Furthermore, at that time, utilitarian Odawara lacquerware was also being shipped to Edo. It was, moreover, regarded as an attractive souvenir of Odawara, which was prospering as a castle town and was a highly convenient and leading post station on the Tokaido Road. The tradition of Odawara lacquerware souvenirs has continued to this day.

General Production Process

  1. 1. Making the wooden base The raw wood is obtained from trees such as zelkova, kalapanax, mulberry, and horse chestnut, the type of wood depending on its use and the dimensions of the product.
    The wood is shaped following an ink drawing on the butt end of a log, using a circular saw or a band saw; claws hold the wood and it is made into a rough shape.

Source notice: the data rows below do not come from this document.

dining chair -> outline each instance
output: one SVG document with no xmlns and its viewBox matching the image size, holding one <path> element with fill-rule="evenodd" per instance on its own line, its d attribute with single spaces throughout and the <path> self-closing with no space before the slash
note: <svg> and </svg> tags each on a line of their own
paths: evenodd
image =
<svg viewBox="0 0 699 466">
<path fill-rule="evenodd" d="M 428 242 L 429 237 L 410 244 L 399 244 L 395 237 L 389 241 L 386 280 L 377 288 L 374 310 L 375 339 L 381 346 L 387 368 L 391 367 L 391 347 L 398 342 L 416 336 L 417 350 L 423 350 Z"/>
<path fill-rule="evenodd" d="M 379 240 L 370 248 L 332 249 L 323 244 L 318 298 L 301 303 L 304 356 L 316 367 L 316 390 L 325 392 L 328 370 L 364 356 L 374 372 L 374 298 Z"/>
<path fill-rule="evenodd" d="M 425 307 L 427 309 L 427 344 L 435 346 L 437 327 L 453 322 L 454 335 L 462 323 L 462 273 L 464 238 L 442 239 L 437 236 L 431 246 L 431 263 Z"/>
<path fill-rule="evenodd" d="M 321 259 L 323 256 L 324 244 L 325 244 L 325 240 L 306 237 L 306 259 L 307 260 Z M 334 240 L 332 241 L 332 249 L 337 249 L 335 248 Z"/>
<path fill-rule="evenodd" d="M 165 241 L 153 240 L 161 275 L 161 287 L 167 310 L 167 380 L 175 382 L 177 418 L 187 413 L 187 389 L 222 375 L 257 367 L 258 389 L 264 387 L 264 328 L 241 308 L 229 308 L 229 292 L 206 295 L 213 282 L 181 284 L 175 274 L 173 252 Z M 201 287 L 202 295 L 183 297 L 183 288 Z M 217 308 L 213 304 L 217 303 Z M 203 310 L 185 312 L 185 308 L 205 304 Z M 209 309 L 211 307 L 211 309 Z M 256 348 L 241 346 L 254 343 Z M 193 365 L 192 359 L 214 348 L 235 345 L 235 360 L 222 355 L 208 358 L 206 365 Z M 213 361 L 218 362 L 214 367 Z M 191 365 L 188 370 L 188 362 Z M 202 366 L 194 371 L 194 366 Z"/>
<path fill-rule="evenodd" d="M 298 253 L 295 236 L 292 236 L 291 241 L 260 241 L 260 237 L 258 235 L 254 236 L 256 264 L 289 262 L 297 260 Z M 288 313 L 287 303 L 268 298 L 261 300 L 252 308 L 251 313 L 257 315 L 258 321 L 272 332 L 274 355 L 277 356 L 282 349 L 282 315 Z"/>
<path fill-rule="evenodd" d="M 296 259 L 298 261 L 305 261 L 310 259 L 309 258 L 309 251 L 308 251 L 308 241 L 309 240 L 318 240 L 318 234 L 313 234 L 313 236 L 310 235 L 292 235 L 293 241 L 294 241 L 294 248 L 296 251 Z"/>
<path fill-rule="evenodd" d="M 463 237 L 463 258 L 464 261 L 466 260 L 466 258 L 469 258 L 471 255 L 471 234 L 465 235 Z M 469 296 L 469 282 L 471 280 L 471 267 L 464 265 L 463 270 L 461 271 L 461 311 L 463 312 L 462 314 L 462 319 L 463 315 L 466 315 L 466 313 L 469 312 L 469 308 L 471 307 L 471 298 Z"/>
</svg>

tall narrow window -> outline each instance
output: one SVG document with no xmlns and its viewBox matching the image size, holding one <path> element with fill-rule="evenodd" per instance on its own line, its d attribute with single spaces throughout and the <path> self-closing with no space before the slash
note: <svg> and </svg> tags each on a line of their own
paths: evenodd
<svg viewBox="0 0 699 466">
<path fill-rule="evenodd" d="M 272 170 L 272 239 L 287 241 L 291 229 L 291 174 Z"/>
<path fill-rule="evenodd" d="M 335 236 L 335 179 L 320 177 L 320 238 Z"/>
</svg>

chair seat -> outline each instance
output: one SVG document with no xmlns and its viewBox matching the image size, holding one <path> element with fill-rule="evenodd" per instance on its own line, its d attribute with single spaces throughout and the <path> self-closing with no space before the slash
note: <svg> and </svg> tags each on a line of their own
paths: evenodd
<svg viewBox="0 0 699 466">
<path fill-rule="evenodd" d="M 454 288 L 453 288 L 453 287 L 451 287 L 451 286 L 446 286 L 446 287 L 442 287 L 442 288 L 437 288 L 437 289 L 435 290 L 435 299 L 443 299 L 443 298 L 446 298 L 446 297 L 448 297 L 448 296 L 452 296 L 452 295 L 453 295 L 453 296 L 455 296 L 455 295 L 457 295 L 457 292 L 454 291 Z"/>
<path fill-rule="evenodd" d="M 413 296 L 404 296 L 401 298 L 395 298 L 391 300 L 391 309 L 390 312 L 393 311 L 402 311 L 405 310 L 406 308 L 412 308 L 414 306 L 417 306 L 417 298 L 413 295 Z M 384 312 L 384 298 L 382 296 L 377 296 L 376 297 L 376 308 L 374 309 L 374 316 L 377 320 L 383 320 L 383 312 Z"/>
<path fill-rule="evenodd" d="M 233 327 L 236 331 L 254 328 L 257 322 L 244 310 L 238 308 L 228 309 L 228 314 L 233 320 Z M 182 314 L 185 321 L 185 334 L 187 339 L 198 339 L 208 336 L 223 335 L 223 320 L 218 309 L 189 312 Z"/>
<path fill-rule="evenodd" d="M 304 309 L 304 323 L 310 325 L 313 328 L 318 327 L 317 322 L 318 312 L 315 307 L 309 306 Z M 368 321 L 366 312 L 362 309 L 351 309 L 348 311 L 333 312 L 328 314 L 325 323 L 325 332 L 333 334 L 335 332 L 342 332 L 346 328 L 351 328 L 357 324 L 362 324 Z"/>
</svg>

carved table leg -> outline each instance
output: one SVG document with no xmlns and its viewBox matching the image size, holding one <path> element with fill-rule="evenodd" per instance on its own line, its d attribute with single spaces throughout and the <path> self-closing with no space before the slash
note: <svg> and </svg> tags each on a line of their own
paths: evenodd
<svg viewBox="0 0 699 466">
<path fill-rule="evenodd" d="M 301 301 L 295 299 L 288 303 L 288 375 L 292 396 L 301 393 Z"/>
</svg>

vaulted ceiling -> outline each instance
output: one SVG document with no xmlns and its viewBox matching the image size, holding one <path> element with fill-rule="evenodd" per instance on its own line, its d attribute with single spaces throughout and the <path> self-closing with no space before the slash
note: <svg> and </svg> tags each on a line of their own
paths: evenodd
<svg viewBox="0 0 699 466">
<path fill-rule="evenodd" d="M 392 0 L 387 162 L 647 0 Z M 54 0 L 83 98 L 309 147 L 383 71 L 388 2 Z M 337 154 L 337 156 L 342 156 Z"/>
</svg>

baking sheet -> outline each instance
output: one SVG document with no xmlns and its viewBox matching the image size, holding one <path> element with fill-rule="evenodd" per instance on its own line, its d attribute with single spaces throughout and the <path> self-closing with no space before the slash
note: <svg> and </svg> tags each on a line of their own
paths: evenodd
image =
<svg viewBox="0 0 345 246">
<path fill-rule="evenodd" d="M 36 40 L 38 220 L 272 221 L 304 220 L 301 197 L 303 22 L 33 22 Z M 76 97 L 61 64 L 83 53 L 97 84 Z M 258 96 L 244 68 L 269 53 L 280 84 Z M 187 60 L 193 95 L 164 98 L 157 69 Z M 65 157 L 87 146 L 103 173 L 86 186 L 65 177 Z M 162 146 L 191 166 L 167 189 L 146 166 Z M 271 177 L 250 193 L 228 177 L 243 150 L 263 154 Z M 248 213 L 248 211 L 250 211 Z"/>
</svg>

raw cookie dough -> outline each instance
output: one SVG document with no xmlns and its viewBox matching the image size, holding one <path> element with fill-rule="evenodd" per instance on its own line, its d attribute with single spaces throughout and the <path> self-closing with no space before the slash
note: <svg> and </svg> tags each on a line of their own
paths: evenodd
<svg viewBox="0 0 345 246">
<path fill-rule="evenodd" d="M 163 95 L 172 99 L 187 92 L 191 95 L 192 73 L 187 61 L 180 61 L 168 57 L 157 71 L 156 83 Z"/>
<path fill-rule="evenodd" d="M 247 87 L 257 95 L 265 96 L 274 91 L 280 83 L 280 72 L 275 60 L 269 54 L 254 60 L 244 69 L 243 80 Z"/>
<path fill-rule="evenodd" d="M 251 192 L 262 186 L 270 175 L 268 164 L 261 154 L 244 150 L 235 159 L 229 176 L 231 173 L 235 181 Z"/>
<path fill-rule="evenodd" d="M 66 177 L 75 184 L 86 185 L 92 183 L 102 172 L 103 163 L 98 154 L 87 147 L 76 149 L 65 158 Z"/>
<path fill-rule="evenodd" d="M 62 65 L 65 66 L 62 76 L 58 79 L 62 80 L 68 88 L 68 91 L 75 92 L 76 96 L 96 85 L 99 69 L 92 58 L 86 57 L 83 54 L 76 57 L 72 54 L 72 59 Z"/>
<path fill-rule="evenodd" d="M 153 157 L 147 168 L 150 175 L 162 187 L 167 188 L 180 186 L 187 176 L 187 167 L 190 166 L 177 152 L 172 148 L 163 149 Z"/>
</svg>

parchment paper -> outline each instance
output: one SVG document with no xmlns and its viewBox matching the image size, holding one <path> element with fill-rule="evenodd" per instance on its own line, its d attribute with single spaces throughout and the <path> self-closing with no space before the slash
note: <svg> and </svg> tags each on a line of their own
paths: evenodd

    It is dried in a smoke dryer for 3~4 days, and after the end of the piece has been coated with a glue to prevent cracking, it is dried for three weeks in an electric dryer. For another two months to half a year, it is allowed to dry naturally; this process of “taking plenty of time to take out the moisture” ensures that the wood will not crack.
    The dried wooden base is shaped to fit the intended product using a potter's wheel machine or a router, while changing the blades many times. A round shape like a bowl can be made on a potter's wheel machine; a router can handle boxes and special shapes. After the wooden surface has been made smooth, water is applied to it and it is polished using the horsetail plant.
  2. 2. The lacquering process Raw lacquer is painted on the wooden base with a spatula or a brush and wiped away with a cotton cloth, and the piece is put into a drying chamber. After it has dried for a day or two, it is again coated with raw lacquer and then it is allowed to dry. It is wet-sanded using a polishing wheel. This process helps settle the grain and enhances the adhesion of the lacquer. The step of coating with raw lacquer and polishing with cotton cloth is repeated 7~8 times. The surface of the lacquer film is then polished until smooth and finished by rubbing with a very small amount of raw lacquer, followed by drying in a drying chamber for 2~3 days, which completes the manufacturing process.
    Kijironuri involves painting the wooden base with raw lacquer using a spatula or brush. After the lacquer is rubbed in with cotton cloth or the like and wiped off, rust lacquer is rubbed in for rust making. This process is repeated twice and the piece is let dry for 2~3 days, then the surface is polished with a whetstone, paper, or the like to highlight the grain. Raw lacquer is painted on and dried in a drying chamber, then kijirourushi, from which the moisture has been removed, is painted on and dried.
    Kijirourushi is used to create a thin lacquer surface; after the undercoat is polished, kijirourushi is painted on again and allowed to dry. After the intermediate coat is polished, kijirourushi is carefully applied so as to leave no brush marks, and the piece is dried. Repeating the process of undercoating, intermediate coating, and top coating a number of times results in a finish with high transparency. After wet-sanding, the piece is repeatedly polished using a polishing powder or liquid, and the piece is finished.